Le nouveau secrétaire général de l'Enseignement catholique Guillaume Prévost, qui prend ses fonctions aujourd'hui, veut "rassurer" les personnels après l'affaire Bétharram. Regrettant les attaques contre le réseau qu'il représente, il souligne que celui-ci ne peut pas être " jugé coupable de tous les maux de l'école".
Q : Vous arrivez après des mois mouvementés dans le sillage de l'affaire des violences sexuelles et physiques qui ont eu lieu pendant des décennies à de Notre-Dame de Bétharram (Pyrénées-Atlantiques). Que voulez-vous accomplir ?
R : D'abord, rassurer. (...) Qu'on soit d'emblée jugés coupables de tous les maux de l'école en France aujourd'hui, ce n'est pas sérieux. Ce n'est pas respectueux du travail des personnels.
Q : Vous trouvez que l'enseignement catholique a été trop montré du doigt ?
R : Oui, et je pense que ce n'est pas terminé. Il y a eu les affaires de maltraitance l'année dernière, puis avant les affaires de mixité sociale.
Plus notre société se retrouve en difficulté, plus elle cherche des coupables. C'est très malsain, et on suscite des querelles qui n'ont rien à voir avec le besoin des enfants et des familles.
Q : Quel bilan tirez-vous de l'affaire Bétharram et du "MeToo de l'enseignement catholique"?
R : Moins les mots d'ordre et slogans médiatiques que la profonde remise en cause des modalités d'exercice de l'autorité éducative qui saisit notre société depuis longtemps, et singulièrement dans l’Église catholique depuis la Ciase (Commission indépendante sur les abus sexuels dans l’Église, dont le rapport avait été publié en 2021).
Ce mouvement-là ne se réduit pas à une affaire fortement médiatisée (Bétharram), parce que le maire de la ville d'à-côté (le Premier ministre François Bayrou, maire de Pau, ndlr) est connu. C'est sérieux. Ce sont des affaires qui doivent nous remettre en cause de façon profonde.
Q : Qu'a apporté selon vous le rapport de la commission d'enquête parlementaire VannierSpillebout sur les violences dans les établissements scolaires ?

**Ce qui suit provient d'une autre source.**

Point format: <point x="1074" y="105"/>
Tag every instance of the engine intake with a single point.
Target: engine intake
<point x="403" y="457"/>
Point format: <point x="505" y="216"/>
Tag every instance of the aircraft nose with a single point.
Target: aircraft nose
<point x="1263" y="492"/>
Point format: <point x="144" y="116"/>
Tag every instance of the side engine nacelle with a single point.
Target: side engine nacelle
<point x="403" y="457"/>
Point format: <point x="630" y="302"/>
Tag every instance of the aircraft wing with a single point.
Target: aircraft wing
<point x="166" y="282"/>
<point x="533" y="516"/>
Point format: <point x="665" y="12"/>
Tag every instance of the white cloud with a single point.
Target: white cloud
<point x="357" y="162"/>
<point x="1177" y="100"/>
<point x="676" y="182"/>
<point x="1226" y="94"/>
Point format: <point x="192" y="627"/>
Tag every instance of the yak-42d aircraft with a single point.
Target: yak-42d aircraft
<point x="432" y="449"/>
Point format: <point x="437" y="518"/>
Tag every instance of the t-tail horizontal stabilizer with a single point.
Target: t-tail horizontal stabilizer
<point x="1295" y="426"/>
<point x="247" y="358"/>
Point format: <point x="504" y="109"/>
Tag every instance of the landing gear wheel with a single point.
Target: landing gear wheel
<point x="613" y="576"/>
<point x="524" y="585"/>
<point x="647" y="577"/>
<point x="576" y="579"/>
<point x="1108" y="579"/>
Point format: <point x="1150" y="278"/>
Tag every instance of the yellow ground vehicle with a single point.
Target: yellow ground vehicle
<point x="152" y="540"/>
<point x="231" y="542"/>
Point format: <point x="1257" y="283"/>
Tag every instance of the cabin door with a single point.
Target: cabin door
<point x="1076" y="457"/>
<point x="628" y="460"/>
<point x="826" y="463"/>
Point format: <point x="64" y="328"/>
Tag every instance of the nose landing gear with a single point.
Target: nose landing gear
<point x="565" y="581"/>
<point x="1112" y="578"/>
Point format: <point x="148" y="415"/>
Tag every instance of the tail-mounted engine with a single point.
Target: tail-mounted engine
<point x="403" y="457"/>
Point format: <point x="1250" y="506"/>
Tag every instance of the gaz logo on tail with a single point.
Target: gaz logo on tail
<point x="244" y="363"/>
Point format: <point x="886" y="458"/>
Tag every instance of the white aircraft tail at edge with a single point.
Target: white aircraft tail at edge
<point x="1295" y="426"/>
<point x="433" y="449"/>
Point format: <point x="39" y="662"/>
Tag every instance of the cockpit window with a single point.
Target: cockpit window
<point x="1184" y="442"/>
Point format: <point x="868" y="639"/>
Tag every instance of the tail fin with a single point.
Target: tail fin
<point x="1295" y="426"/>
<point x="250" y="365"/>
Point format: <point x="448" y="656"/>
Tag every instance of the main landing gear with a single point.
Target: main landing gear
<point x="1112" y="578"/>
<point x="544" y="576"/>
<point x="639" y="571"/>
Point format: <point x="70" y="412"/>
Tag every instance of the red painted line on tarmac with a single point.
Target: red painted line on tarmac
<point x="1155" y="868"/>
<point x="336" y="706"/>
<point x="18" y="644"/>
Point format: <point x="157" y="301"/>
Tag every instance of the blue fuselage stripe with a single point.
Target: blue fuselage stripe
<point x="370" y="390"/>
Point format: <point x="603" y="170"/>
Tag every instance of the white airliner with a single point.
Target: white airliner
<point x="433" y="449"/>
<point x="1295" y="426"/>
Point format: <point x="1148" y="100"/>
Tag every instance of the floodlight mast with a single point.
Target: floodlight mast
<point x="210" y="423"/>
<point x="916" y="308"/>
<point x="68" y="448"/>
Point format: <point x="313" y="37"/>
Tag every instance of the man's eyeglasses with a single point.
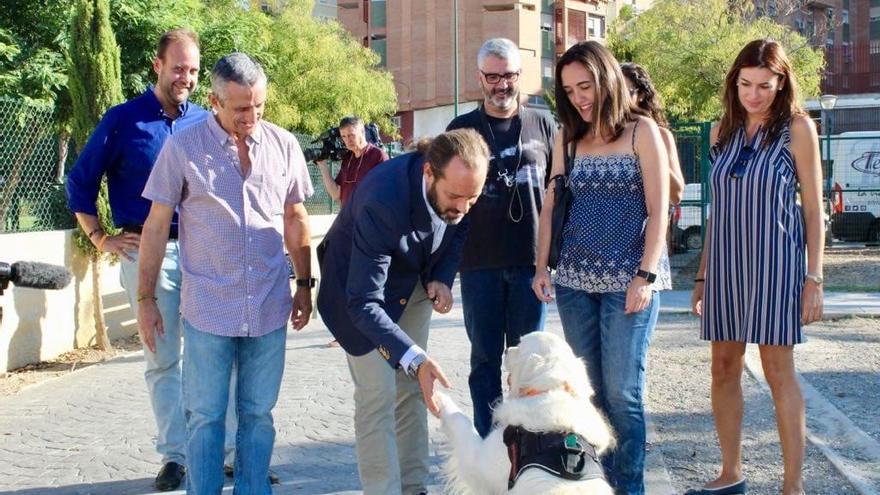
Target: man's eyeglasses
<point x="493" y="78"/>
<point x="739" y="168"/>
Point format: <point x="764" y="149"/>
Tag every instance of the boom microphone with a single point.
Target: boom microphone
<point x="34" y="275"/>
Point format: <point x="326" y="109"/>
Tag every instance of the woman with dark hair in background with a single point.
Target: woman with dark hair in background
<point x="758" y="282"/>
<point x="612" y="261"/>
<point x="644" y="96"/>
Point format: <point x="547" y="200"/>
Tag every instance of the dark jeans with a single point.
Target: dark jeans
<point x="499" y="308"/>
<point x="614" y="346"/>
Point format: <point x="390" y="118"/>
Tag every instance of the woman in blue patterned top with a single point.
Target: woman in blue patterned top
<point x="613" y="259"/>
<point x="754" y="284"/>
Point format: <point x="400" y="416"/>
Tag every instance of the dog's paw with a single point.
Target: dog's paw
<point x="447" y="405"/>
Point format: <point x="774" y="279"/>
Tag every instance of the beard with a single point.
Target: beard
<point x="501" y="98"/>
<point x="449" y="216"/>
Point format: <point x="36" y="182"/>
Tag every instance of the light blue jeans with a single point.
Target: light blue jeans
<point x="162" y="372"/>
<point x="208" y="364"/>
<point x="614" y="346"/>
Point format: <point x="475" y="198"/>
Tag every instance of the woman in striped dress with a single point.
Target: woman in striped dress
<point x="760" y="277"/>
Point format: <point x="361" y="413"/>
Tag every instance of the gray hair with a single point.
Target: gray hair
<point x="236" y="67"/>
<point x="351" y="121"/>
<point x="501" y="48"/>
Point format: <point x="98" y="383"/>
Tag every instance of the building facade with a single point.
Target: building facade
<point x="416" y="39"/>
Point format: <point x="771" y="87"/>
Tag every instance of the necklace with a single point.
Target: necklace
<point x="505" y="175"/>
<point x="347" y="178"/>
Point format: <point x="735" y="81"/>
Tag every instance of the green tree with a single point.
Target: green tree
<point x="95" y="86"/>
<point x="320" y="73"/>
<point x="688" y="47"/>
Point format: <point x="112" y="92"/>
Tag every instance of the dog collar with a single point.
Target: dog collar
<point x="566" y="455"/>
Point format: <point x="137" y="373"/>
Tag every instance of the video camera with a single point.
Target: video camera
<point x="34" y="275"/>
<point x="331" y="145"/>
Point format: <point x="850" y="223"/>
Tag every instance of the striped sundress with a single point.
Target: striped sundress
<point x="756" y="261"/>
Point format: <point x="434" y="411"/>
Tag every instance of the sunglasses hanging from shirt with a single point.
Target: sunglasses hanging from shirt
<point x="505" y="175"/>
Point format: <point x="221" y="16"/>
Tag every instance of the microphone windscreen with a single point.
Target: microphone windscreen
<point x="39" y="275"/>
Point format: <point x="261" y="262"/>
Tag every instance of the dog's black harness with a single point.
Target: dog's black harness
<point x="563" y="454"/>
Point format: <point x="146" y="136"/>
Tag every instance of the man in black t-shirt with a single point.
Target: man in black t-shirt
<point x="499" y="257"/>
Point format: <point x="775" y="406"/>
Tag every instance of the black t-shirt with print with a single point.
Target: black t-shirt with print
<point x="504" y="222"/>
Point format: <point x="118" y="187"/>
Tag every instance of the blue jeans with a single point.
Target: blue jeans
<point x="614" y="346"/>
<point x="499" y="308"/>
<point x="162" y="372"/>
<point x="207" y="367"/>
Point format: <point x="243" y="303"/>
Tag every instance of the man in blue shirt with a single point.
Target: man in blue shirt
<point x="123" y="148"/>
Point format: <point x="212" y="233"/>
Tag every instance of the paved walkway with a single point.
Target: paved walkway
<point x="91" y="432"/>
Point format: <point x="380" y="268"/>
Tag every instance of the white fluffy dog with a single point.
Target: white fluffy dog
<point x="549" y="392"/>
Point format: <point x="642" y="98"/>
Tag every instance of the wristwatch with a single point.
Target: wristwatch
<point x="650" y="277"/>
<point x="413" y="369"/>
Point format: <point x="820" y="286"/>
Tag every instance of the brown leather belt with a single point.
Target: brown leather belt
<point x="137" y="229"/>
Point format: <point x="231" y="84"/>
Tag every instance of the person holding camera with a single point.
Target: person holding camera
<point x="362" y="157"/>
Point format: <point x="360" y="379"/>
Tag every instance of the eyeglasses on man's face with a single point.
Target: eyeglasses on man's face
<point x="493" y="78"/>
<point x="739" y="168"/>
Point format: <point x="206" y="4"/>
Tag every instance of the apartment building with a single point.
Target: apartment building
<point x="416" y="38"/>
<point x="849" y="32"/>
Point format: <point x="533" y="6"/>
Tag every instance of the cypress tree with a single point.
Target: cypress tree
<point x="95" y="85"/>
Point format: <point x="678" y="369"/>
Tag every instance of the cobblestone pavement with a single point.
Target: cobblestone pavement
<point x="91" y="432"/>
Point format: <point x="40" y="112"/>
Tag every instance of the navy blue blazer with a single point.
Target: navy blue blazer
<point x="376" y="252"/>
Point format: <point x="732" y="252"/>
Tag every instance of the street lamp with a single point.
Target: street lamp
<point x="827" y="103"/>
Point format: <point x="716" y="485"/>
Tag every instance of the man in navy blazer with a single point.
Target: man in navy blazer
<point x="389" y="259"/>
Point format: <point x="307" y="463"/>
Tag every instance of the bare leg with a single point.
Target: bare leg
<point x="778" y="364"/>
<point x="727" y="408"/>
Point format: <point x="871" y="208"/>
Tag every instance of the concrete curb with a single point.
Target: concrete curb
<point x="824" y="423"/>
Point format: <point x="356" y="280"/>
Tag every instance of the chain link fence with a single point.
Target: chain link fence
<point x="32" y="194"/>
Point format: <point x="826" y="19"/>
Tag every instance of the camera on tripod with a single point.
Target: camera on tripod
<point x="330" y="145"/>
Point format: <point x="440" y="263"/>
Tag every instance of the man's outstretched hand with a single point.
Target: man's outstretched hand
<point x="428" y="372"/>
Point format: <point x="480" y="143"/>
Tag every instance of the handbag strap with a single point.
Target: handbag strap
<point x="568" y="156"/>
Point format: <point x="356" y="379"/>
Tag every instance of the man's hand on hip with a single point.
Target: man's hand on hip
<point x="428" y="372"/>
<point x="150" y="323"/>
<point x="440" y="294"/>
<point x="120" y="244"/>
<point x="302" y="307"/>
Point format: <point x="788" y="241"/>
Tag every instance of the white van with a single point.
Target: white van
<point x="855" y="186"/>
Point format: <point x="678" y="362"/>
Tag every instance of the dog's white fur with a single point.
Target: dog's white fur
<point x="542" y="363"/>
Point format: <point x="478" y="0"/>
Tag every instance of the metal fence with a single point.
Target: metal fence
<point x="32" y="195"/>
<point x="32" y="169"/>
<point x="851" y="187"/>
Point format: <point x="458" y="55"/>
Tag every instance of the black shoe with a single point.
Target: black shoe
<point x="273" y="478"/>
<point x="738" y="488"/>
<point x="169" y="477"/>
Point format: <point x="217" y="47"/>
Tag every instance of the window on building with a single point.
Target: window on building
<point x="577" y="26"/>
<point x="597" y="26"/>
<point x="547" y="45"/>
<point x="379" y="46"/>
<point x="874" y="28"/>
<point x="377" y="13"/>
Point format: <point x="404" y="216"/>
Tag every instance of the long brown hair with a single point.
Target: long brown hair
<point x="648" y="100"/>
<point x="611" y="108"/>
<point x="766" y="54"/>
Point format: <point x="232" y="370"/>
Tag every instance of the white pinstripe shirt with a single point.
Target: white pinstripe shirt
<point x="235" y="276"/>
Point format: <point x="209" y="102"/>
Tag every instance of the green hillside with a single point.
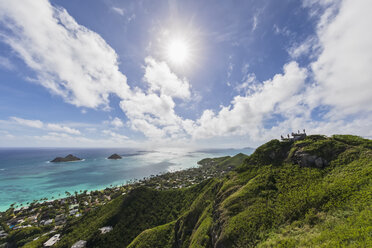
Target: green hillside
<point x="271" y="201"/>
<point x="315" y="192"/>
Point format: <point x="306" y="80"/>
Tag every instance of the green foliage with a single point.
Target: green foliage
<point x="266" y="202"/>
<point x="160" y="236"/>
<point x="273" y="152"/>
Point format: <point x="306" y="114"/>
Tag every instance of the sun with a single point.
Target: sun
<point x="178" y="51"/>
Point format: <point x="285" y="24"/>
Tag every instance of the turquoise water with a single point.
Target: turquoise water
<point x="26" y="174"/>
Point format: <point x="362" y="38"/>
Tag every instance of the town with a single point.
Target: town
<point x="45" y="218"/>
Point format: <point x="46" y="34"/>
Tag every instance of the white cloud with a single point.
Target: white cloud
<point x="246" y="114"/>
<point x="60" y="128"/>
<point x="116" y="122"/>
<point x="118" y="10"/>
<point x="29" y="123"/>
<point x="161" y="79"/>
<point x="115" y="135"/>
<point x="343" y="69"/>
<point x="153" y="115"/>
<point x="49" y="126"/>
<point x="69" y="59"/>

R : Je pensais qu'on allait avoir des éléments tangibles permettant de dire ce qui a eu lieu, quels sont les chiffres, où sont les plus fortes prévalences. Mais non. (...) On en a fait un affrontement entre (le député LFI) Paul Vannier et François Bayrou. (...) C'est terrible d'instrumentaliser des faits comme ça à des fins politiciennes.
Q : Quelles réponses voulez-vous apporter après les scandales de violences ?
R : D'abord celles annoncées par mon prédécesseur Philippe Delorme. La première, c'est la question des internats, sur laquelle il a lancé un travail, annoncé en juin. On part des travaux de la Ciase. On veut construire un système de contrôle qualité (...). Il faut qu'on ait un système de remontée, de traitement, d'analyse des incidents. On doit être capables, dès la rentrée prochaine, de mettre en œuvre ce référentiel.
Q : Comment se mettent en place les remontées d'incidents dans les établissements, instaurées par décret ?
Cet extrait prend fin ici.